Yes, kebutuhan dan kecukupan hidup harus dipenuhi. Tuntutan karir dan dapur tetap harus mengepul. Bukan berarti pekerjaan di dunia pendidikan itu "minim" secara finansial—sama sekali bukan itu maksud saya. Namun dalam kasus saya, kecukupan materi lebih dulu menemukan saya di jalur non pendidikan. Realitas itu, entah bagaimana, membawa saya meninggalkan mimpi yang pernah begitu saya yakini. Mungkin ini salah satu faktor jembatan saya keluar dari "cita-cita" awal. Tuntutan hidup bertemu dengan peluang. yes.

Pengertuan lain, Viktor Frankl, seorang psikiater dan penyintas holocaust, dalam bukunya Man's Search for Meaning, menawarkan perspektif yang menenangkan: makna hidup tidak terletak pada pencapaian satu tujuan tertentu, melainkan pada bagaimana kita merespons keadaan yang kita hadapi. Ia menulis, "Ketika kita tidak lagi mampu mengubah situasi, kita ditantang untuk mengubah diri kita sendiri."

Mungkin, cita-cita bukanlah tentang destinasi yang harus dicapai dengan cara yang kita bayangkan. Mungkin, ia tentang nilai-nilai yang ingin kita wujudkan—apapun caranya.

Menemukan Esensi 

Jika saya merenungkan lebih dalam, apa sebenarnya yang membuat saya jatuh cinta pada gagasan menjadi dosen? Bukan sekadar gelarnya, tapi mungkin keinginan untuk berbagi ilmu, menginspirasi orang lain, atau berkontribusi pada perkembangan pengetahuan. Dan bukankah nilai-nilai itu masih bisa saya wujudkan di posisi saya sekarang? Dalam setiap kebijakan yang saya buat, dalam setiap interaksi dengan rekan kerja, dalam setiap agenda yang saya tangani—saya masih bisa menjadi pendidik dalam arti yang lebih luas.

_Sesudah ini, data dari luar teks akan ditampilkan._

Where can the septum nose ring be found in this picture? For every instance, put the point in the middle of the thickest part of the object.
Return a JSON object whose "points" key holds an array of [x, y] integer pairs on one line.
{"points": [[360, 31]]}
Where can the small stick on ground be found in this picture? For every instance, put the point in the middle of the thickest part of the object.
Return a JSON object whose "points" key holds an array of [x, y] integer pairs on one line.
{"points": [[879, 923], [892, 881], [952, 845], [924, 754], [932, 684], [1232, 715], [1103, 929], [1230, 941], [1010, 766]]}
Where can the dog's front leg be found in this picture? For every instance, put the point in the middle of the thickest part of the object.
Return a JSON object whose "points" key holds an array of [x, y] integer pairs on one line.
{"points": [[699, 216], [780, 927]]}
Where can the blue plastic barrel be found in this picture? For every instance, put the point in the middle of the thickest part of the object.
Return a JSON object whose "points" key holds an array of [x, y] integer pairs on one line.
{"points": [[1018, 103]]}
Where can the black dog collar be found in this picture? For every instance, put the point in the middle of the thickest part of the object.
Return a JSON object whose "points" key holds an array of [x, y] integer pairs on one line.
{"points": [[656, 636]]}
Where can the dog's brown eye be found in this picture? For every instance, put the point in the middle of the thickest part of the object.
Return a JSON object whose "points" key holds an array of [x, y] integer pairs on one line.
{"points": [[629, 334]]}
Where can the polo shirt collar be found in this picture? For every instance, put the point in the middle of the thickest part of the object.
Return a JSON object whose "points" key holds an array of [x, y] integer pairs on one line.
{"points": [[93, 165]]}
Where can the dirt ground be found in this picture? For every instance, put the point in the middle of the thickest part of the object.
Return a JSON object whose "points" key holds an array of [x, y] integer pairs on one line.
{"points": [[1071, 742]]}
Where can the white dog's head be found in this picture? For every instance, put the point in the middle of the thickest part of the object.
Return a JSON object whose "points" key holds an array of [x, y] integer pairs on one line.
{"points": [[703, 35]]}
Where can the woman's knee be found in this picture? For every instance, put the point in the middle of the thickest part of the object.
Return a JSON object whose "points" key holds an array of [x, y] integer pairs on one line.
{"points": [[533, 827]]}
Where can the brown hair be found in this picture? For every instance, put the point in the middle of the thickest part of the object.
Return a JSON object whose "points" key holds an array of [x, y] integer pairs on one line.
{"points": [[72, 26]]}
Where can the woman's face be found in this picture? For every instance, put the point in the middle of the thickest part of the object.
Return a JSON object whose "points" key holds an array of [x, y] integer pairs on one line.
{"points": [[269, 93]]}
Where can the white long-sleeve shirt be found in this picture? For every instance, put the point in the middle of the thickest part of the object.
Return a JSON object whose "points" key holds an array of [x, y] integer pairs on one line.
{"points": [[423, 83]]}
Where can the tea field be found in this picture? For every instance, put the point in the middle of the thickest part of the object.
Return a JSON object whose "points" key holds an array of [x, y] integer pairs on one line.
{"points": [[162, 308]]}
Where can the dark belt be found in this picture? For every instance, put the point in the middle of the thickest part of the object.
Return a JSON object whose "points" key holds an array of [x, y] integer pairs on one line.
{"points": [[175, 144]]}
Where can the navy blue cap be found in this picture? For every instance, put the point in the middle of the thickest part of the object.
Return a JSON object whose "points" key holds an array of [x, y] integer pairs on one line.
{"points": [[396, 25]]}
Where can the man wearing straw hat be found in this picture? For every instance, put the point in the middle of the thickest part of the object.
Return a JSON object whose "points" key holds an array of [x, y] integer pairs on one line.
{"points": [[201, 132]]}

Rumi, penyair sufi abad ke-13, pernah berkata: "Let yourself be silently drawn by the strange pull of what you really love. It will not lead you astray." Mungkin apa yang benar-benar saya cintai bukanlah profesi dosen itu sendiri, melainkan esensi dari apa yang ingin saya berikan kepada dunia.

Sebuah Penutup yang Masih Terbuka

Saya tidak berpura-pura telah menemukan jawaban. Mungkin pencarian ini akan terus berlangsung—dan mungkin memang seharusnya begitu. Karena dalam pencarian itu sendiri, kita tumbuh. Dalam ketidakpastian itu, kita belajar untuk fleksibel tanpa kehilangan jati diri.

Yang saya tahu hari ini: cita-cita bukanlah penjara. Ia bukan kontrak mutlak yang harus dipenuhi dengan satu cara saja. Cita-cita adalah kompas, bukan peta. Ia menunjukkan arah, tapi jalur yang kita tempuh bisa berbeda dari yang kita bayangkan—dan itu tidak apa-apa.

Mungkin makna sejati dari cita-cita adalah keberanian untuk terus bermakna, di manapun kita berdiri.